Around noon we’d arrive back home. My mother had already filled the sink with cold water and a cup or two of salt in order to soak the morels and drive the bugs out.
After she thoroughly dried the mushrooms, the cast iron Lodge 12-inch skillet hit the stove along with a one-pound block of high-fat local farmer’s butter. When the foaming stopped, in went the flour dusted morel mushrooms, which were greeted with hefty shakes of salt and McCormick’s ground pepper. No wooden pepper mills in our house.
At last we’d all sit down at the table…a heaping bowl of buttery, salty hot morels in the center with a big spoon sticking out, as we plopped the heart-paddle little buggers of the delightful fungus on our plates. My dad and Don had a beer. I had a bottle of Royal Crown Cola. LIFE WAS GOOD.
I really hesitate to say, at this time, that any of this stuff played a vital part in shaping my passion for food and restaurants. But then as now, food for me has ALWAYS BEEN ABOUT PLEASURE…whether in Kewanee, Illinois or Paris, France.
The hunting was especially good in the fall. My step-grandpa had a farm near Sheffield and on the property was a walnut tree grove of about an acre. Squirrels galore. SQUIRRELS LOVE WALNUTS.
And yes, we ate squirrel. We ate it often. Same cooking drill as the wild rabbit – pan-fried and then baked with Campbell’s Cream of Mushroom Soup. Did it taste like chicken? YEAH, maybe a little bit.

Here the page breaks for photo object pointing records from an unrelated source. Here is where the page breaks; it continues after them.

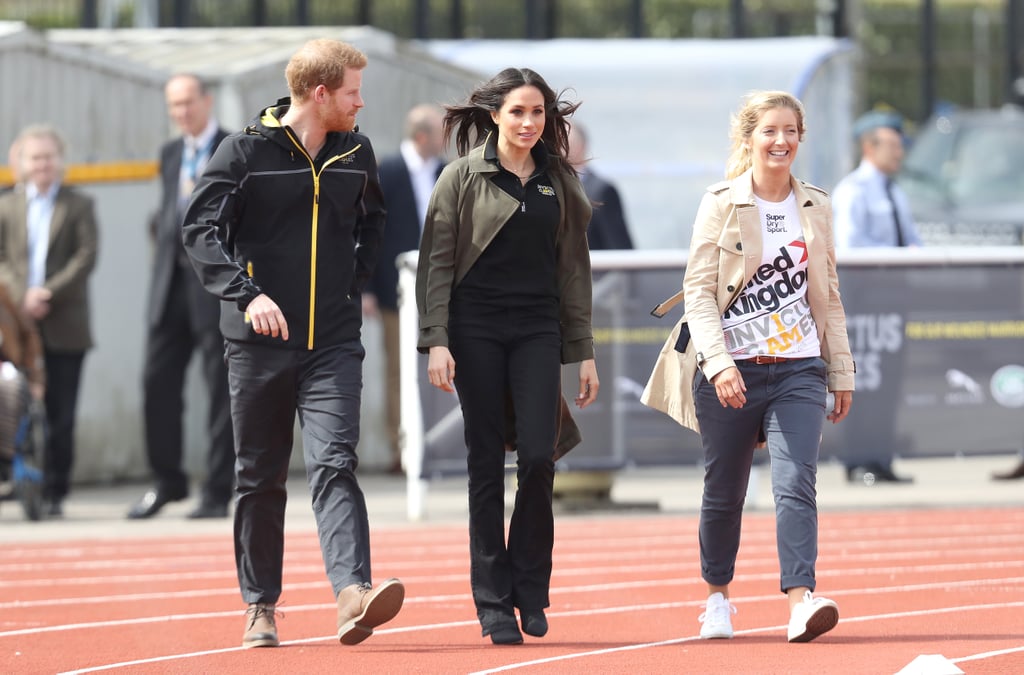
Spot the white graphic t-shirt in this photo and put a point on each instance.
(771, 315)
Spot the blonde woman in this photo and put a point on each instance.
(763, 340)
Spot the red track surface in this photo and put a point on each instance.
(626, 595)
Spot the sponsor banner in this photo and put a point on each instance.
(940, 369)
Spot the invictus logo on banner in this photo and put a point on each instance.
(871, 336)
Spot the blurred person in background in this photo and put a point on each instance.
(871, 210)
(48, 244)
(607, 225)
(407, 179)
(23, 374)
(182, 319)
(762, 342)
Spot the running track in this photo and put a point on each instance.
(626, 595)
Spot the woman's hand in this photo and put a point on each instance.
(730, 387)
(589, 384)
(440, 369)
(841, 408)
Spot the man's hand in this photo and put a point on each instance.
(265, 317)
(589, 384)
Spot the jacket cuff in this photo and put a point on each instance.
(434, 336)
(576, 350)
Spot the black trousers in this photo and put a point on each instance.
(268, 385)
(170, 345)
(64, 373)
(502, 353)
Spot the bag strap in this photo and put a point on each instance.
(665, 306)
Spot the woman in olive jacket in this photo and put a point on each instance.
(504, 290)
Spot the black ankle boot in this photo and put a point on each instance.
(534, 622)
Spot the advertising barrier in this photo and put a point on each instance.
(937, 335)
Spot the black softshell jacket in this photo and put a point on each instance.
(265, 217)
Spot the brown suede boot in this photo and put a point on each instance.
(261, 631)
(361, 608)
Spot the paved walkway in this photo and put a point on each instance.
(947, 482)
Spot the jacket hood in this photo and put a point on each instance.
(267, 123)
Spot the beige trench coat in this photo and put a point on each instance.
(725, 253)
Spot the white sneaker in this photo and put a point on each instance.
(716, 622)
(811, 618)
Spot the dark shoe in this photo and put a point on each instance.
(361, 608)
(1013, 474)
(208, 510)
(152, 502)
(505, 634)
(261, 629)
(534, 622)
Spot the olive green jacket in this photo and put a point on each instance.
(465, 213)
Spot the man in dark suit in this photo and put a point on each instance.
(48, 242)
(407, 179)
(607, 225)
(183, 319)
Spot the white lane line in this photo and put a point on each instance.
(466, 597)
(581, 655)
(764, 629)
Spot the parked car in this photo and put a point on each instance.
(964, 175)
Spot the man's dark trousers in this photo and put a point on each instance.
(268, 385)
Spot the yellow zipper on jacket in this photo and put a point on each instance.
(315, 223)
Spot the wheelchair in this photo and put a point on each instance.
(23, 441)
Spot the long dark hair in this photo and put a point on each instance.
(470, 122)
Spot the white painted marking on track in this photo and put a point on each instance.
(751, 631)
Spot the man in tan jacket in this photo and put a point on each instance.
(48, 240)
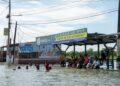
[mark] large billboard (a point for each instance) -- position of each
(65, 37)
(28, 47)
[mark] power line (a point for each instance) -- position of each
(31, 12)
(67, 20)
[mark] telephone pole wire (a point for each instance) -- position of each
(9, 27)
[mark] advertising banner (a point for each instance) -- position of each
(65, 37)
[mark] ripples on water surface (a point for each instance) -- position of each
(57, 77)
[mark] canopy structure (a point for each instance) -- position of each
(79, 37)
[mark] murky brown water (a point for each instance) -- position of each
(57, 77)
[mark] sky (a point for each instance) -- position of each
(44, 17)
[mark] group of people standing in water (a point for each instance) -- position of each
(86, 61)
(46, 65)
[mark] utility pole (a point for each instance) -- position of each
(118, 30)
(14, 41)
(9, 27)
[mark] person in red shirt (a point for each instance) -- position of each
(46, 66)
(86, 60)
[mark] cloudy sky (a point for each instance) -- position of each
(43, 17)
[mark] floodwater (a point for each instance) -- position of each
(57, 77)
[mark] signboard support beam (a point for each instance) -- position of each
(98, 49)
(74, 50)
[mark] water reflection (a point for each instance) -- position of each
(57, 77)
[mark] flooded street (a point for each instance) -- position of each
(57, 77)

I think the last time that I ate squirrel was in the late ‘50s when I came home from college for a weekend. My uncle Ben, part of our extended family, was living with us at the time.
I recall that it was the Sunday afternoon family dinner, just before I was to head back to Champaign, that we sat around the dinner table and Ben said, “PLEASE PASS THE CAT.”